Jimmy was forever the one to turn the other cheek, look out after others and lend a helping hand. I wasn't there to help Jimmy when the troubles of his world came down on him. In the winter of 78/79 he took his own life on a ranch near Davis Creek at the foot of the Warner Mountains in northeastern California. As always happens when a jumper takes his own life, there was a great deal of soul-searching and just plain sadness when Jimmy died.
It was several years before I could bring myself to go back to the Alturas country and spend some time in Jimmy's stomping grounds. Many of his old ranch friends had passed on or moved away. The door to the bunkhouse he had turned into a home swung in the wind and the ranch was closed and unworked. Red, the horse Jimmy taught me to ride, was no longer in the stable. I put a bouquet of sagebrush on his grave and lay down on it for many hours listening to the wind and watching the clouds pass by.
I cried so hard I threw up, and in the evening walked the long ridge behind the bunkhouse into the next creek to the north. I met two small boys, brothers age seven and ten, pushing old bikes up the hill for one last death-defying run before supper. They were in old torn clothes, cheap shoes, and covered with dirt. The kind of hardscrabble kid Jimmy probably had been, except these kids had a little trailer house and a mom and dad on some rented land down in the canyon.
The older boy said they had seen me walking for some time as they had been in the hills all afternoon. He said, "You're looking for Jimmy aren't you! You're one of the smokejumpers...he was our friend too." The little guy looked all around the hills, like a kid will do when he's working up to talk. He looked at the sagebrush, juniper and pinion in the cold purple twilight and then said, "We still see him sometimes, he walks up here. He's OK."

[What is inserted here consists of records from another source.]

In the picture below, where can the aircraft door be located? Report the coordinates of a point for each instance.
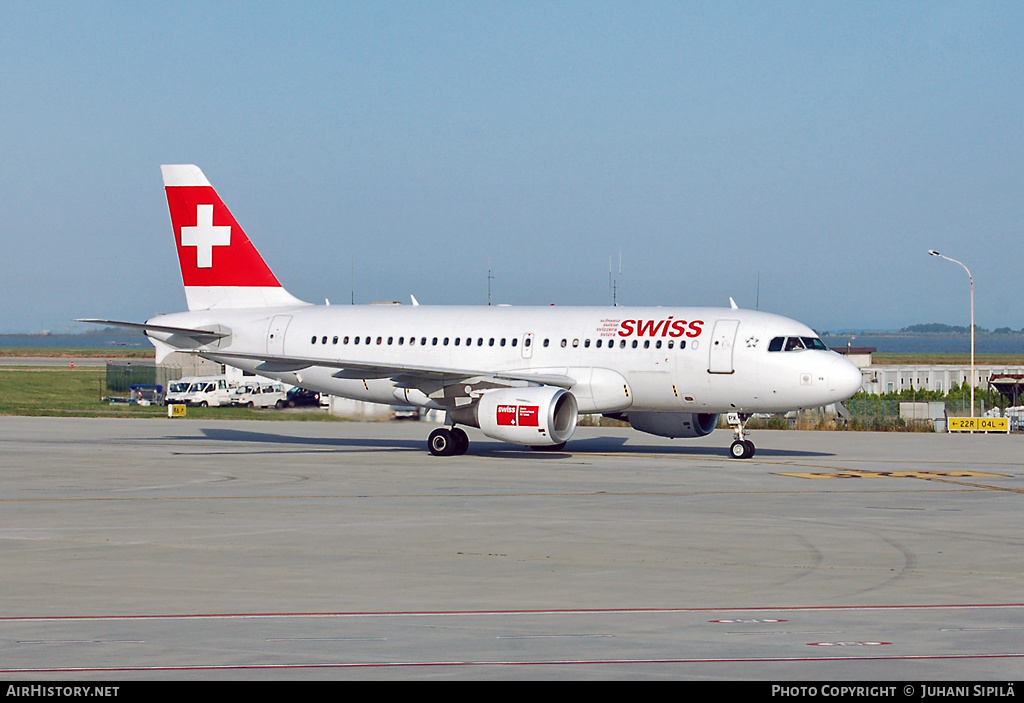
(275, 335)
(723, 340)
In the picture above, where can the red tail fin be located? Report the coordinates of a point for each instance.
(220, 268)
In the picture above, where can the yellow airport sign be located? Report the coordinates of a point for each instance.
(978, 424)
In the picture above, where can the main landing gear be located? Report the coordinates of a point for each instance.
(448, 441)
(740, 447)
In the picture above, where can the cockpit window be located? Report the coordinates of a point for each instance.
(796, 344)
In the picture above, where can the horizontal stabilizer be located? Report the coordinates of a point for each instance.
(198, 335)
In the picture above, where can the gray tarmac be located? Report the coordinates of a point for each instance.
(206, 550)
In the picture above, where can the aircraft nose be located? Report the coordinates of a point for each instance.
(845, 378)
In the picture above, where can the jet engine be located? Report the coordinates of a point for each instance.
(538, 415)
(674, 424)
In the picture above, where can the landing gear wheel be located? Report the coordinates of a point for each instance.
(741, 447)
(461, 441)
(441, 443)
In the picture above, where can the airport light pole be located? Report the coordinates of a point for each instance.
(971, 278)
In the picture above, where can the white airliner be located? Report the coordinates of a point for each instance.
(520, 375)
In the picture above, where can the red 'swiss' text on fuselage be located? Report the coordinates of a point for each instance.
(664, 327)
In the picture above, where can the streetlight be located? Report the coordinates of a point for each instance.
(971, 277)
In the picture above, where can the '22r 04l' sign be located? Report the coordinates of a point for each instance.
(518, 415)
(978, 424)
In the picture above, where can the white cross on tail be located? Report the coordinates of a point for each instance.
(204, 236)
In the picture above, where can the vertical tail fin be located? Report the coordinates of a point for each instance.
(220, 268)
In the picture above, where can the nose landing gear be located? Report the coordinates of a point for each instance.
(740, 447)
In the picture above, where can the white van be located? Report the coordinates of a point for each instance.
(258, 394)
(176, 390)
(209, 390)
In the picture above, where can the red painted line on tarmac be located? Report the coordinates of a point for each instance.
(545, 662)
(554, 611)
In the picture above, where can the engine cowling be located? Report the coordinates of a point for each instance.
(538, 415)
(674, 424)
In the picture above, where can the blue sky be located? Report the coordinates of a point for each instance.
(817, 147)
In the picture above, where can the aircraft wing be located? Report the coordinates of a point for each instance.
(404, 375)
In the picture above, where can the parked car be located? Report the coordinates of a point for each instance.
(255, 394)
(299, 397)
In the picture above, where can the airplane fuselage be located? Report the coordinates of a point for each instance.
(617, 358)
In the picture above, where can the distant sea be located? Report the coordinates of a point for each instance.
(905, 344)
(100, 340)
(931, 344)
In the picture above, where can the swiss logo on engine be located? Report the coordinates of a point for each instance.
(522, 415)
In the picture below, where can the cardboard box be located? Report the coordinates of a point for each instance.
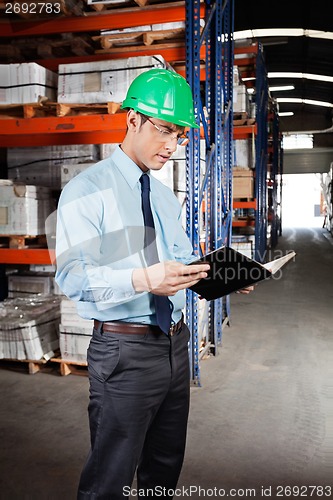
(243, 154)
(102, 81)
(241, 102)
(42, 166)
(24, 209)
(243, 184)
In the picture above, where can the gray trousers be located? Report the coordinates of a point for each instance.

Editor's Note: The Jimmy Pearce story is a fascinating true story about a jumper who John thought of as a big brother. John mentioned that the ending of the story really happened and thought it would be good to share it with Jimmy's friends. John currently lives at Carpinteria, California10 miles southeast of Santa Barbara. He has worked for the Santa Barbara fire department for 19 years, involved in "fire landscaping" for city homes and the demonstration of fire effects in urban areas, among other tasks. He still travels to Alaska.